- Born: October 9, 1915 Haverhill, Massachusetts, US
- Died: July 11, 1979 (aged 63) Cambridge, Massachusetts, US
- Other names: Jim Crockett, Jim Underwood Crockett
- Occupations: Gardener, TV host
- Children: 4

= James Underwood Crockett =

American television personality (1915–1979)

James Underwood Crockett (October 9, 1915 - July 11, 1979) was a celebrity gardener and author. Crockett is known as the original host of The Victory Garden on PBS television.

== Early life ==
October 9, 1915, Crockett was born in Haverhill, Massachusetts. Crockett's father was Earle Royce Crockett. Crockett's mother was Inez Underwood Crockett.

== Education ==
Crockett studied horticulture at University of Massachusetts and was a member of the Alpha Tau Gamma Fraternity. In Texas, Crockett studied horticulture at Texas Agriculture and Mechanical College. In 1935, Crockett graduated from Stockbridge School of Agriculture in Amherst, Massachusetts.

== Career ==
In the 1940s during World War II, Crockett served in the U.S. Navy in the Pacific Theater.

In April 1975, Crockett became the original host of PBS's The Victory Garden, then called Crockett's Victory Garden. Crockett had been chosen by producer Russell Morash because he had previously written several gardening books. The show debuted on April 16, 1975, and was focused on gardening at home. The garden was located outside WGBH's studios in Allston, Massachusetts.

== Works ==
Crockett's gardening works included many volumes of the Time-Life Encyclopedia of Gardening, including Wildflower Gardening, Perennials, and Flowering Shrubs. He later wrote three books of gardening advice based on the popular and much-loved PBS television series; the first, also called Crockett's Victory Garden, is a general–purpose guide to gardening, treating vegetables, and caring for outside flowers and houseplants. Its approach was unique among garden books, in that it was organized not by the plants in the garden but by the calendar—by the jobs required of you by your garden each month of the year. The second, Crockett's Indoor Garden, is a guide to taking care of houseplants. The third book, Crockett's Flower Garden, is devoted entirely to outdoor flowers. All three books are organized according to an annual calendar, detailing the tasks to be performed throughout the year.

== Personal life ==
In 1943, Crockett married Margaret Williams. In 1940s, they moved to San Francisco, California.
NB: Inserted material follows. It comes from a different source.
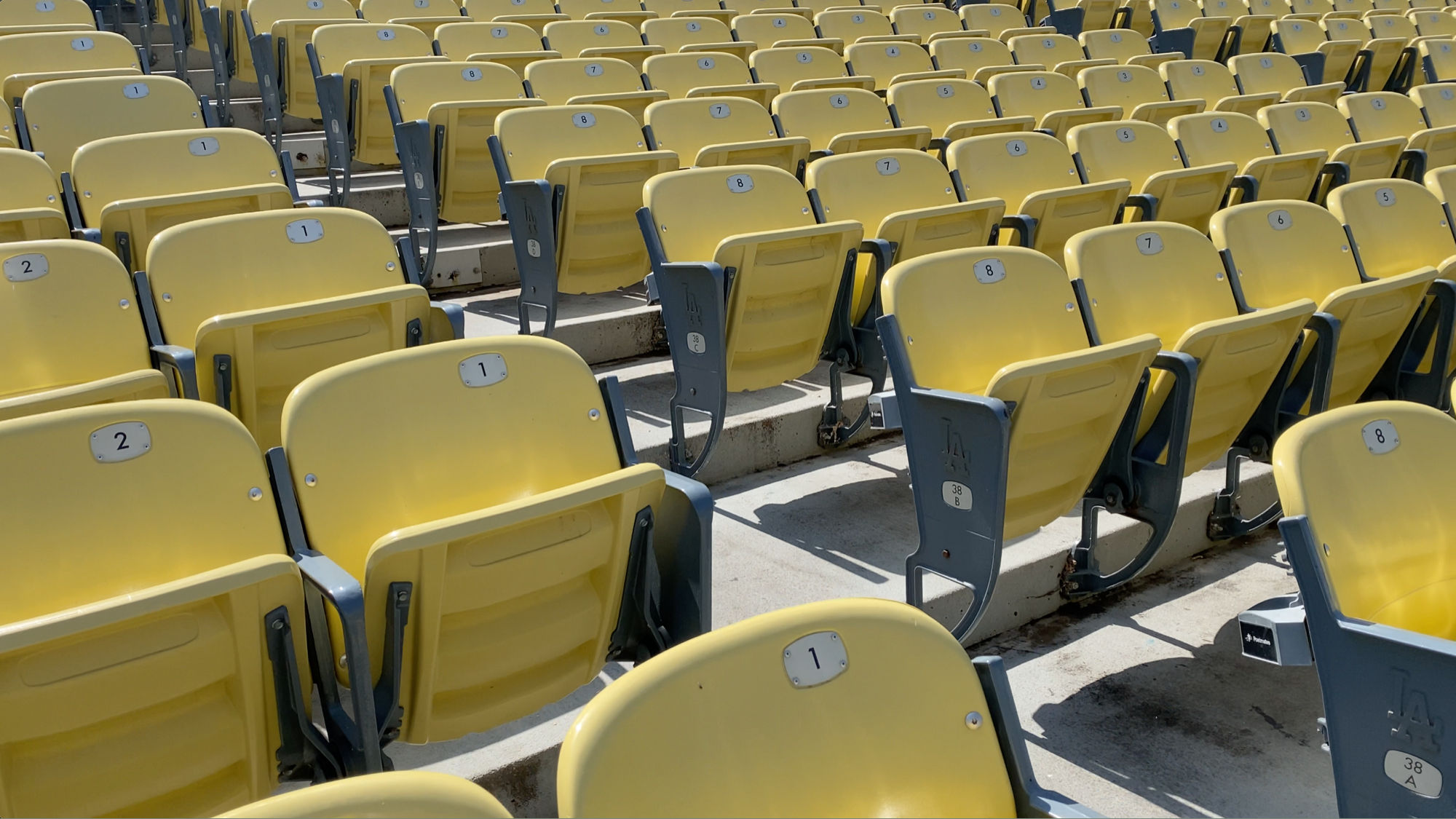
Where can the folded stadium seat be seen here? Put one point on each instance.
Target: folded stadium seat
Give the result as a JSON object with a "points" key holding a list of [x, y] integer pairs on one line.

After Crockett's active military service, he and his family moved to Concord, Massachusetts. Crockett and his wife had four children, Carol, Robert, Jean and Mary.

On July 11, 1979, Crockett died from cancer on holiday in Jamaica. He was 63.
Crockett is buried at Sleepy Hollow Cemetery in Concord, Massachusetts.

=== Legacy ===
- Jim Crockett Memorial Garden at Elm Bank in Wellesley, Massachusetts.